I like this place because it is the only place on line that I can express an opinion and have it batted down intelligently.  Although KGC has been known to be a bit rough. Bless her heart.

Any where else on the web my opinion just gets lost in the noise. no rational feed back.  Howcan you learn if somebody doesn’t knock you idiot  opinions down.  While I sometimes think you are a bit pessimistic…….

Fact is my pessimistic self  tends to win the bets, damn him anyway.

Jack

whskyjack
5 years ago

Pogo

Gm is just closing down the car lines they created to get the bailout from Obama. Small energy efficient cars are a loss leader. If they were smart they would retool one of those plants and start making the Hummer again.

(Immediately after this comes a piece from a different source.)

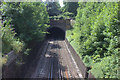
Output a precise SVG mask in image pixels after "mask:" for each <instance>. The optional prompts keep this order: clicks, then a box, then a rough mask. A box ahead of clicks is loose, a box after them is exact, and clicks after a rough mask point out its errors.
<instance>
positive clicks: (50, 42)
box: [32, 39, 78, 80]
mask: <svg viewBox="0 0 120 80" xmlns="http://www.w3.org/2000/svg"><path fill="white" fill-rule="evenodd" d="M76 76H77V77H76ZM75 77H76V78H78V74H77V70H75V67H74V65H73V64H72V59H70V56H69V54H68V51H67V50H66V48H65V45H64V43H63V41H61V40H59V39H50V40H48V41H47V44H46V48H45V50H43V53H42V55H41V57H40V60H39V61H38V65H37V67H36V71H35V72H34V74H33V75H32V78H47V79H48V80H69V79H70V78H75Z"/></svg>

Double the price and it will still sell. It is the Harley Davidson of 4 wheelers.  There are a number of older Hummers in the neighborhood and they never have dirt on them, they always shine.

Jack

Pogo
5 years ago

Jack. You’re either full of shit or right as rain. If gas is expensive you’re full of shit. If it’s cheap you look like an economic genius. Regardless, I enjoy your musings. I’m of the same school of thought  of course I know I may be right and will think twice about my opinion here.

 

whskyjack
5 years ago

Pogo

the Hummer was an American classic especially out here among the working class set. If you are the boss/owner  of a framing crew driving one of those on the  construction site, it was the same as driving a Cadillac back down home in your and my parents’ generation. Proof that you had made it. Gas be damned.

Jack

whskyjack
5 years ago

one other thing

The auto industry is changing and damn fast, Ford has quit making sedans and is doubling down on the f150 and SUVs.

Will it be a good bet? we will see.

BTW Tesla is down sizing to meet demand A lot of money to be made and loss if the right bet is made.

Jack

Pogo
5 years ago

Yeah. I hear ya about the Hummer. Iconic military vehicle homogenized for civilian use. Basically a big fucker that folks who didn’t drive one but wished they did held in high esteem and people who wouldn’t drive one on a bet held in disdain. But no matter. Lordstown was the home of the Cruze. I literally do not know anyone who owns one.

jace
5 years ago

Pogo,

Got your post.

Many Thanks.

jace

xrepublican
5 years ago

It seems that the trump boys had their personal ‘illegal alien’ fill out forged immigration documents.

It’s time to re-open Alcatraz.

Lock ’em ALL up.

xrepublican
5 years ago

We had a 2012 Cruze that was a really great car until a guy in a sparkling, shiny monster truck ran over it while I was sitting at a stop light. I guess the Cruze was too insignificant to see. Anyway, I liked the Cruze a lot more than our ’13 Altima that replaced it.

xrepublican
5 years ago

GM will suffer for this decision, cuz the price of oil is rising and the stock market is flailing. The gas hog will not be the car of choice later this year.